2014-03-24 2:47 GMT+01:00 Peter Gutmann <pgut001@cs.auckland.ac.nz>:
Their prime directive is that financial value can never be
created or destroyed, so you can never have a situation in which a failure
anywhere will result in one blob of financial value being recorded in two
locations, or no locations.  Saying that you'll address this by rolling back
transactions won't fly both because no standard database can handle the load
they work at, and because the financial world isn't going to stop and wait
while you perform a rollback.

So how do they do that? If there's power failure on a specific box, what happens? Are all transactions synced to disk before commit, thus minimal rollbacks? A minimal rollback takes a very small margin of what would happen in case of power failure on a box. Maybe they have several boxes advocating a single transaction, so that expectible failures would never crash a system completely.

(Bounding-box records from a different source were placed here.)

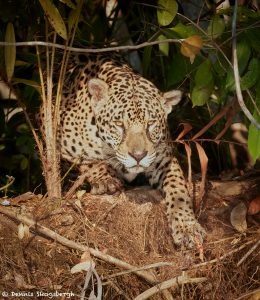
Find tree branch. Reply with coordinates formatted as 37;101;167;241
0;39;182;53
232;0;260;130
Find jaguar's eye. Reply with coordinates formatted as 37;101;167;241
114;121;124;128
147;120;156;127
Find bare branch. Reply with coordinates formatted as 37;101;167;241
134;276;207;300
232;0;260;130
0;39;182;53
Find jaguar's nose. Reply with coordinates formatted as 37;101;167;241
128;150;148;163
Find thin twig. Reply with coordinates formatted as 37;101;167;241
0;176;15;191
0;206;158;284
0;39;183;53
235;289;260;300
237;240;260;267
232;0;260;130
190;239;256;269
134;276;207;300
106;262;174;279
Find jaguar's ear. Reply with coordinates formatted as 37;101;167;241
88;78;108;113
163;90;182;115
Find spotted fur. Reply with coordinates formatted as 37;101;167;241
56;55;205;248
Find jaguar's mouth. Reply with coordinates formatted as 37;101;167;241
127;165;145;174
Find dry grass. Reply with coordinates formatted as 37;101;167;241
0;184;260;300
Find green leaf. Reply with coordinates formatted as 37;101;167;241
248;110;260;162
191;59;214;106
142;46;152;76
60;0;76;9
4;23;16;82
157;34;169;56
226;40;251;91
170;22;197;39
157;0;178;26
39;0;68;40
241;58;260;91
208;15;225;39
237;40;251;75
167;52;188;88
68;0;83;32
247;83;260;161
191;86;213;106
20;157;29;170
195;59;213;87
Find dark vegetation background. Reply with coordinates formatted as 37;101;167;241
0;0;260;196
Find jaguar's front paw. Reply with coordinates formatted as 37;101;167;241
90;177;123;195
171;218;206;249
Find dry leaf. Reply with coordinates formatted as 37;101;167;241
76;190;86;199
14;274;35;290
70;261;94;274
17;223;30;240
247;290;260;300
176;123;192;141
247;196;260;215
230;202;247;233
181;35;203;64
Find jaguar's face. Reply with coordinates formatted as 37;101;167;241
88;77;181;173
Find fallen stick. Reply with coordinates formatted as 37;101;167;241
237;240;260;267
0;206;154;284
134;276;207;300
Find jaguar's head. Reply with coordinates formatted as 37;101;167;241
88;74;181;173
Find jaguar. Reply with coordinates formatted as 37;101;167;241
56;54;205;248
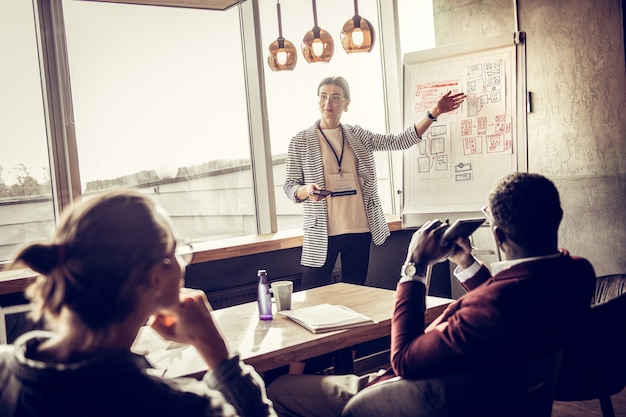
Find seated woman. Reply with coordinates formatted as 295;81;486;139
0;190;275;417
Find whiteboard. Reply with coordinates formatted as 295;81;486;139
401;32;528;228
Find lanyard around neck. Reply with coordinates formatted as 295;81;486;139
317;122;346;174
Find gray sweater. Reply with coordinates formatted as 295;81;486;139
0;331;276;417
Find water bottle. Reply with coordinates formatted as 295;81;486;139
257;269;272;320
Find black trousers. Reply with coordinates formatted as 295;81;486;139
302;232;372;290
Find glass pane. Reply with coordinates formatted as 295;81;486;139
63;1;256;241
0;0;54;262
259;0;391;230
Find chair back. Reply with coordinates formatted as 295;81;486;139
343;351;562;417
555;274;626;401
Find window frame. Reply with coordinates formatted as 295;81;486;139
32;0;403;255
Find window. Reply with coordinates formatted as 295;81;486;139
0;0;54;261
0;0;432;262
63;1;257;241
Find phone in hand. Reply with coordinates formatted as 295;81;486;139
441;218;485;245
312;190;333;196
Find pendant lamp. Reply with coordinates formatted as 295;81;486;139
267;0;298;71
341;0;374;54
302;0;335;63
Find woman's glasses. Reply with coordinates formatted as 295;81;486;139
320;94;345;106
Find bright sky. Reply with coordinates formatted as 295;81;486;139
0;0;434;184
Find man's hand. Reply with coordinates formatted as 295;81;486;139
406;219;455;269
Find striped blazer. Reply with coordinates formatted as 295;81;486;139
283;122;421;267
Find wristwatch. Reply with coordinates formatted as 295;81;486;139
399;262;426;285
400;262;417;278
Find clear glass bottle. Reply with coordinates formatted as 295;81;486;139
257;269;273;320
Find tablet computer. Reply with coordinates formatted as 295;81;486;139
441;218;485;244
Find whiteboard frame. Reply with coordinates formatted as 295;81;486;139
400;32;530;229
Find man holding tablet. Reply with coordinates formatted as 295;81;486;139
268;173;595;416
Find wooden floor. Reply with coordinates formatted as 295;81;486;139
552;389;626;417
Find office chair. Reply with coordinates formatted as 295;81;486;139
342;350;563;417
554;274;626;417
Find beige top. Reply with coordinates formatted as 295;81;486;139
318;127;370;236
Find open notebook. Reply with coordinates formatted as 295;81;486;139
279;304;376;333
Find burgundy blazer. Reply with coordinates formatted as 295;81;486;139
391;251;595;379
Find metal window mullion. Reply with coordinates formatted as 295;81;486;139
33;0;81;219
239;0;277;234
378;0;405;215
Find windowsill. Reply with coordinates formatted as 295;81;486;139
192;216;402;264
0;216;402;295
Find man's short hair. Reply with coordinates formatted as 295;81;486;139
489;172;563;246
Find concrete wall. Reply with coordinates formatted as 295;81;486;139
433;0;626;275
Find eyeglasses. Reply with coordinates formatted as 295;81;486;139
480;204;493;224
320;94;346;106
174;240;193;266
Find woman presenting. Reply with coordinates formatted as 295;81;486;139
283;77;465;289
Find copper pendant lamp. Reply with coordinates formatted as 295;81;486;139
341;0;374;54
267;0;298;71
302;0;335;63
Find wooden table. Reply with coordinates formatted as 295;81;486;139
213;283;453;372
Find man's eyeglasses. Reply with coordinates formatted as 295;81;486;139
480;204;493;224
320;94;346;106
175;240;193;266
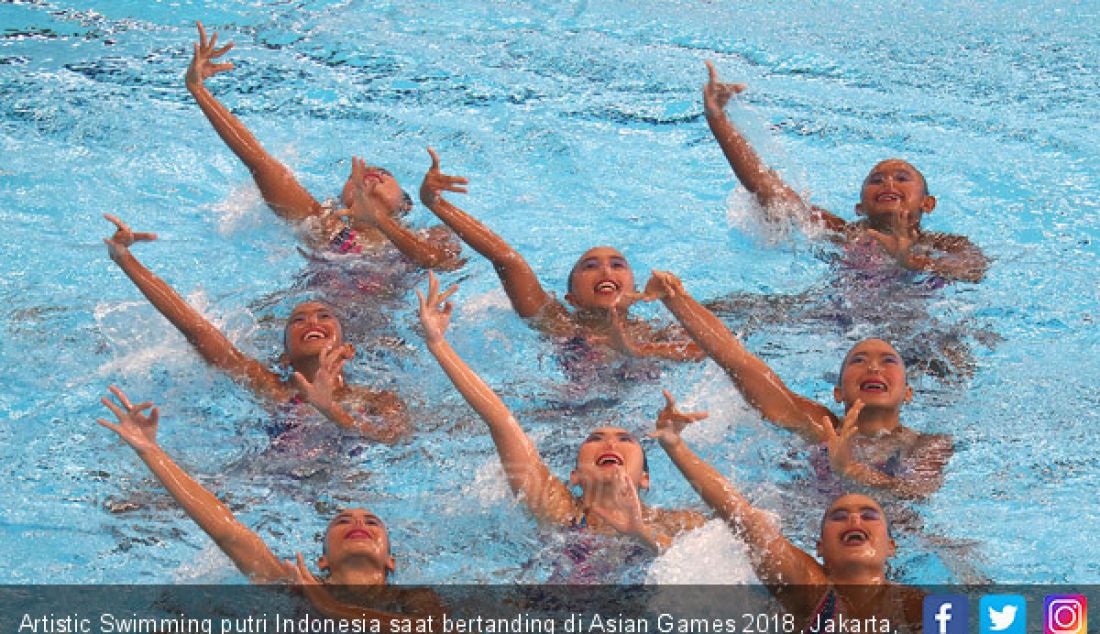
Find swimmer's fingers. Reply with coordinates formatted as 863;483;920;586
703;59;718;85
103;214;130;233
210;42;233;58
840;398;864;442
96;418;122;436
661;390;677;409
107;385;133;409
437;284;459;313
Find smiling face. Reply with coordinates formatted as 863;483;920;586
569;427;649;489
340;166;413;216
817;494;895;576
833;339;913;408
283;302;343;365
856;159;936;225
318;509;394;575
565;247;634;309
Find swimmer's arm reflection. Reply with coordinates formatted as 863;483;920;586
97;385;288;583
417;273;573;524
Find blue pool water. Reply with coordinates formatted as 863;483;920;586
0;0;1100;583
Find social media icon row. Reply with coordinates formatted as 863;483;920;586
924;594;1088;634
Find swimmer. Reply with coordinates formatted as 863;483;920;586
703;62;988;282
103;215;408;442
96;385;438;614
637;271;954;498
185;22;461;270
651;393;923;632
417;273;703;551
420;147;704;361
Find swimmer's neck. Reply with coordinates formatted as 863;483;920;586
288;357;347;390
573;306;608;323
860;215;922;237
328;566;386;586
856;406;903;436
573;480;653;534
828;564;890;594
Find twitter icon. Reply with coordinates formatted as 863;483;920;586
978;594;1027;634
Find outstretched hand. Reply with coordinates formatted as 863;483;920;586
420;147;470;209
96;385;161;452
703;59;748;114
820;400;864;476
867;209;920;269
290;345;355;415
416;271;459;343
103;214;156;260
186;22;233;85
649;390;708;446
620;269;684;306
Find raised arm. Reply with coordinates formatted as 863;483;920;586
351;156;465;271
97;385;290;583
417;273;574;524
703;61;847;231
867;210;989;282
821;400;954;498
607;297;706;361
103;215;281;397
284;553;443;634
652;392;826;586
645;271;832;441
420;147;557;318
185;22;322;221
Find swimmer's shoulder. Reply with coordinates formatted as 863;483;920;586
650;509;706;534
921;231;977;253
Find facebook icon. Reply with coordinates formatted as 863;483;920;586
924;594;970;634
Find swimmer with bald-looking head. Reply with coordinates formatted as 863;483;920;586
417;273;703;551
185;22;462;270
420;147;703;361
103;216;408;442
653;394;923;632
97;385;440;617
635;271;954;498
703;62;989;282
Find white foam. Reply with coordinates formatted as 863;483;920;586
646;520;759;584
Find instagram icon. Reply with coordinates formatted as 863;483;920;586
1043;594;1088;634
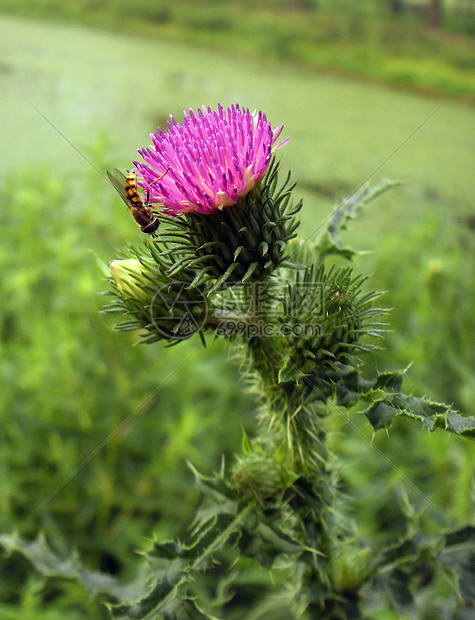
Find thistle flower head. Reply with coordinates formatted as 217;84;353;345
134;104;290;215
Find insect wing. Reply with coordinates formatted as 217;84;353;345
107;168;133;207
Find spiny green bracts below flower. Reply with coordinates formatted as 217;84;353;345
232;452;295;502
161;160;302;288
105;247;212;344
279;264;386;382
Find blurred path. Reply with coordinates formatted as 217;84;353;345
0;16;475;213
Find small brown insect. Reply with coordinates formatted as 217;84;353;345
107;168;169;237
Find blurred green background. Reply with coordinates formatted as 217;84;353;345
0;0;475;619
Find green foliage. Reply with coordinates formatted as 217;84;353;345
0;139;473;620
96;166;475;618
0;166;254;618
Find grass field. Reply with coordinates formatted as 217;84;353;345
0;10;475;619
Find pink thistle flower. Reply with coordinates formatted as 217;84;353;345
134;104;290;215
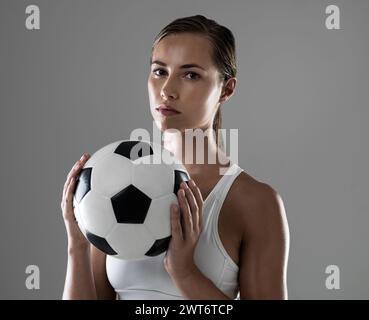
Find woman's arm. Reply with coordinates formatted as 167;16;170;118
63;224;97;300
239;184;289;299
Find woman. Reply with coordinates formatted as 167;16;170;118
61;15;289;299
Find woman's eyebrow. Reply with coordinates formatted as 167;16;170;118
151;60;206;71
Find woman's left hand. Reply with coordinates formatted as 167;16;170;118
164;179;204;280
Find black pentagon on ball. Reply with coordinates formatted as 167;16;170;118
173;170;190;195
145;236;172;257
86;231;117;255
111;185;151;224
75;168;92;203
114;140;154;161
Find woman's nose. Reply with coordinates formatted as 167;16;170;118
160;82;178;99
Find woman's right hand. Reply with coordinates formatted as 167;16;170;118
60;153;90;249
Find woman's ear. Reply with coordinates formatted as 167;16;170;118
219;77;237;102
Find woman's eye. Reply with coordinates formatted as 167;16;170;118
153;69;165;77
152;69;200;80
186;72;200;80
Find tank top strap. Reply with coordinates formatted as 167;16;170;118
214;163;243;205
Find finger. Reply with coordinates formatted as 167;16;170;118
63;153;90;194
61;177;73;211
183;183;199;232
64;177;76;220
189;179;204;231
170;204;183;242
178;188;193;239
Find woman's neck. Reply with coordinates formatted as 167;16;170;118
163;129;230;176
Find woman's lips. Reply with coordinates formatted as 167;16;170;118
157;108;180;117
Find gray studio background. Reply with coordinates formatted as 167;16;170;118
0;0;369;299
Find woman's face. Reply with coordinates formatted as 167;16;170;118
148;33;222;131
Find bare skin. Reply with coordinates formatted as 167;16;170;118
62;34;289;299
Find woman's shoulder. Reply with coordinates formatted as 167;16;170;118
228;171;283;232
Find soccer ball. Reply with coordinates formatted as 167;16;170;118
73;140;190;260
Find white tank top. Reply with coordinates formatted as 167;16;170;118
106;162;243;300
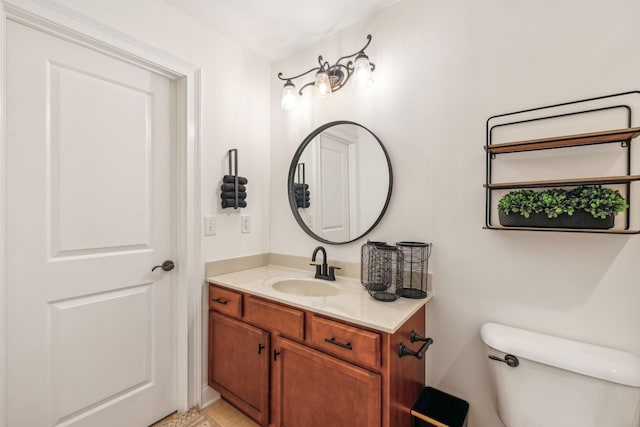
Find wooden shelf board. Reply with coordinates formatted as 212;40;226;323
482;225;640;234
484;127;640;154
484;175;640;190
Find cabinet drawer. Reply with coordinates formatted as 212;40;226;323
244;295;304;340
310;316;381;369
209;285;242;318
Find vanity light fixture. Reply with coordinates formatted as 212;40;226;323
278;34;376;110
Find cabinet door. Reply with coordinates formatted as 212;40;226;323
272;337;381;427
209;312;269;425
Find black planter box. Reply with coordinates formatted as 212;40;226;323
498;209;615;229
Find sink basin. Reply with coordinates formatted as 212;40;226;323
271;279;340;297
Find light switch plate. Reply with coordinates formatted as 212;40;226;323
204;215;216;236
240;215;251;233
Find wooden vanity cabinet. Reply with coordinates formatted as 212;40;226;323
209;312;270;425
271;337;382;427
209;284;425;427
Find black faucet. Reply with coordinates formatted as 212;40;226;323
310;246;340;280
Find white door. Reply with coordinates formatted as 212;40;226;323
317;133;351;242
6;22;177;427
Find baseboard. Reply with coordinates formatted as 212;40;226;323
200;385;220;409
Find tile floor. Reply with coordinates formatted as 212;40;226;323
202;399;259;427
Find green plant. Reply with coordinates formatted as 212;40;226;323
569;185;629;218
498;190;542;218
498;185;629;218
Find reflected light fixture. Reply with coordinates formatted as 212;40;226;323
278;34;376;110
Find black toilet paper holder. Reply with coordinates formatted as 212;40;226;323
398;330;433;359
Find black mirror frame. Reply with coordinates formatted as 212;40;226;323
287;120;393;245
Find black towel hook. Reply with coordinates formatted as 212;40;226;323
229;148;239;209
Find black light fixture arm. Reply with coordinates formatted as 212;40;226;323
278;34;376;95
278;67;320;81
336;34;371;65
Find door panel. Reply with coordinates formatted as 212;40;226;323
320;134;350;242
6;21;177;427
47;64;152;256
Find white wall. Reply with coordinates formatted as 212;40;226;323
271;0;640;427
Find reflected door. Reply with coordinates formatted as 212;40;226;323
315;134;351;242
6;22;177;427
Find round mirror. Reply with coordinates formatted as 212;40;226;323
288;121;393;244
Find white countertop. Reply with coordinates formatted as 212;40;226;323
207;266;431;333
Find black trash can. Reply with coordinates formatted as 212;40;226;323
411;387;469;427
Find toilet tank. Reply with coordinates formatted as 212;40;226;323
480;323;640;427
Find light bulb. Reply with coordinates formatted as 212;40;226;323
315;71;331;97
353;53;373;89
280;80;297;110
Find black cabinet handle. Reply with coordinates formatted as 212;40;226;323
324;337;353;350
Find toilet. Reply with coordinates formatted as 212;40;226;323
480;323;640;427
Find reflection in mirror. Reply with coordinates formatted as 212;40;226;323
288;121;393;244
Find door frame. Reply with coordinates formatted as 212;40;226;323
0;0;204;427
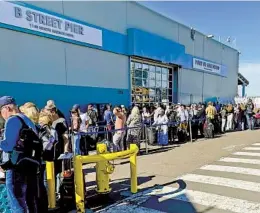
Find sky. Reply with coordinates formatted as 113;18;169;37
140;1;260;96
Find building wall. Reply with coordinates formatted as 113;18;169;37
0;28;130;115
0;1;238;111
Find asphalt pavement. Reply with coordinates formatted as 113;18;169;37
76;130;260;213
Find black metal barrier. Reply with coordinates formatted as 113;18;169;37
71;119;205;154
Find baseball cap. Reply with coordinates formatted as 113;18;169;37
44;100;56;110
70;104;80;112
0;96;16;108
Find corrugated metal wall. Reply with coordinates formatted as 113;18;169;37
9;1;238;105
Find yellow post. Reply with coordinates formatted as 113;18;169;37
73;155;85;213
130;144;138;193
96;143;113;194
46;161;56;209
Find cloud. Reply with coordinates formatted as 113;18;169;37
239;62;260;96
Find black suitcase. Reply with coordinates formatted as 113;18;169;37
146;127;157;145
59;156;76;213
177;129;187;143
203;122;215;138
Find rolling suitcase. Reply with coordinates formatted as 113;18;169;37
59;155;76;213
0;179;11;213
203;121;214;138
157;129;169;146
177;129;187;143
146;127;157;145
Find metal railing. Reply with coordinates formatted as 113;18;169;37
73;144;138;213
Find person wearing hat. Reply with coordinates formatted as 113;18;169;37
0;96;48;213
44;101;71;199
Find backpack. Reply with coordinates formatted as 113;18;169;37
10;115;43;175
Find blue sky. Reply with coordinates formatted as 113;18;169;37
140;1;260;95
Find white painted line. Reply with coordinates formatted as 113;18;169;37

I can imagine mitigating this by redundantly processing everything, in which case sequence must be kept somehow and so I can't imagine it being ridiculously fast. Maybe you mean the throughput is insane, because that'd make more sense given the multiple months of CPU being thrown at it. If you didn't then caching would just slow things down (most of the time).

Finance should run better on SSDs, so I imagine this is an old story.

Overall a bit confusing, and I'd love some more details! Like, why are they even using disks when fiber and RAM might be faster and similarly reliable?